A quelques jours de là, je fus appelé aux Tuileries pour présenter à l’Empereur un nouvel élu académique.

« Eh bien, monsieur, me dit l’Empereur, avec de demi-sourire énigmatique qui le caractérisait, êtes-vous content des conférences de la salle Barthélemy ?

― Très content, sire, permettez-moi d’ajouter, très reconnaissant, et je crois que votre Majesté n’a pas lieu de les regretter. Elles prouvent qu’on peut, sans danger, nous rendre la parole, pourvu que celui qui parle ait une seule préoccupation ; ne rien dire qui ne soit utile à ceux qui l’écoutent. »

Ainsi se termina ce petit événement, qui fit quelque bruit à cette époque, qui honore grandement M. Duruy, et resserra singulièrement notre amitié.

Il m’en donna bientôt une marque que je suis heureux de rappeler en finissant.

Un jour, étant encore ministre, il nous engagea, Gounod et moi, à déjeuner, dans sa petite propriété de Villeneuve-Saint-Georges. Au sortir de table, il nous proposa une promenade sur la Seine. Le temps était splendide ! une délicieuse matinée d’avril ! et nous nous laissons aller au fil de l’eau, quand tout à coup M. Duruy, se retournant vers moi, me dit :

« Il me vient une idée ! Legouvé, il paraît que votre père lisait très bien les vers, et que vous tenez de lui.
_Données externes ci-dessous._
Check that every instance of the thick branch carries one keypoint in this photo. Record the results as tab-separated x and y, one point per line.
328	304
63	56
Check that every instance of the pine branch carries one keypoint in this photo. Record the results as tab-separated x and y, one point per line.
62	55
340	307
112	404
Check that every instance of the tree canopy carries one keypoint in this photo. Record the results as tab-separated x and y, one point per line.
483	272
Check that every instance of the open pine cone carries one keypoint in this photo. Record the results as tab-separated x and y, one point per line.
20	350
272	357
― Du moins, repris-je en riant, voilà trente ans que je tâche.

― Eh bien ! si vous nous récitiez un beau morceau de poésie ? Personne ne vous entendra que nous. Les deux rives sont si éloignées, et, en face de ce joli paysage, dans cette solitude, ce sera charmant.
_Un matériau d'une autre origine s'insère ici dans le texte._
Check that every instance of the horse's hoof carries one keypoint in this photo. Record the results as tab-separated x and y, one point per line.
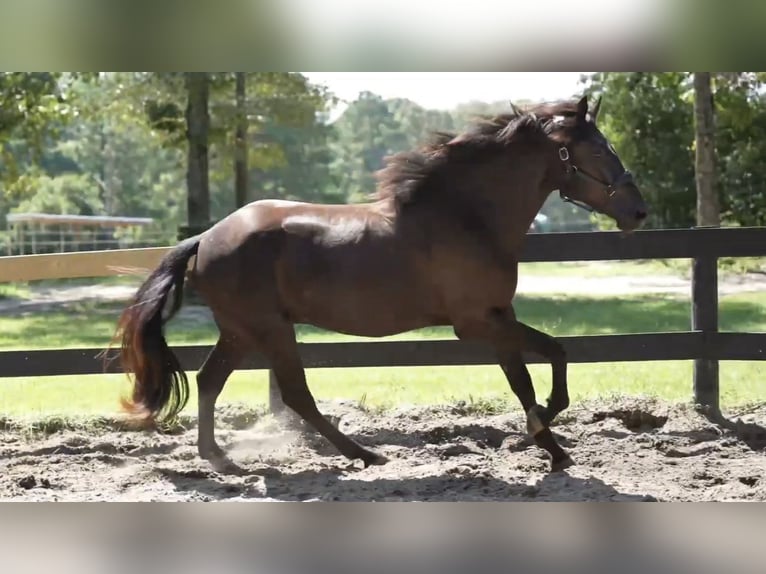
374	459
534	422
562	464
224	465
― Très volontiers, repris-je, à une condition, c’est que Gounod nous chantera quelque chose ; vous verrez comme il change !
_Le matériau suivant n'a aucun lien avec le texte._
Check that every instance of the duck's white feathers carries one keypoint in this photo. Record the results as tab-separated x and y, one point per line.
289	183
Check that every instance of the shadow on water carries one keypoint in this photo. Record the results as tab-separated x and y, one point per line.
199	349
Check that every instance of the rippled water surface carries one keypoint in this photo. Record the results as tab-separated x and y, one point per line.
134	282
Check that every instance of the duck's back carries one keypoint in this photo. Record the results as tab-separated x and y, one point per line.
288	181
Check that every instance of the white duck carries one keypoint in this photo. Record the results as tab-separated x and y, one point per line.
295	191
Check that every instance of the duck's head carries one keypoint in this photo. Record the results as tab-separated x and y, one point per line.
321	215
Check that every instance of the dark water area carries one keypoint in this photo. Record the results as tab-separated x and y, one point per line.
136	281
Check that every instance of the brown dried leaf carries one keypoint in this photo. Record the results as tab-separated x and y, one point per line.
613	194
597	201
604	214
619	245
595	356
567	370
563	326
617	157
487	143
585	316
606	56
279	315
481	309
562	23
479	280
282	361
― Bravo ! bravo ! reprit Duruy. Ah ! mon cher Gounod !...

― Je ne demande pas mieux, reprit Gounod.

― Eh bien ! commençons. »

Ce que je récitai, ce que chanta Gounod, je l’ai oublié. Mais ce que je n’oublierai jamais, c’est la figure de notre hôte ! Je vis là un Duruy que je ne connaissais pas ! Un enfant ! un ingénu ! un enthousiaste ! un poète ! Il débordait de joie et de reconnaissance. » Oh ! mes amis, que je vous remercie ! Vous me faites du bien ! Ce ciel, cette musique, ces vers, cette promenade sur l’eau, tout cela va si bien ensemble ! Un pauvre ministre comme moi a si peu de journées pareilles ! Et j’ai eu une vie si sévère et si sevrée de plaisirs ! »

Quand nous revînmes sur le bord, nous étions émus tous trois, et depuis... depuis que nous avons eu le regret de le perdre, je ne me rappelle jamais ce front mâle, où se peignait son caractère ; ses yeux si vifs, où perçait son intelligence ; cette large bouche cordiale et ouverte, où respirait sa bonté, sans que le souvenir de Villeneuve-Saint-Georges ne vienne jeter pour moi, sur cette physionomie, je ne sais quel reflet d’idéal qui la complète.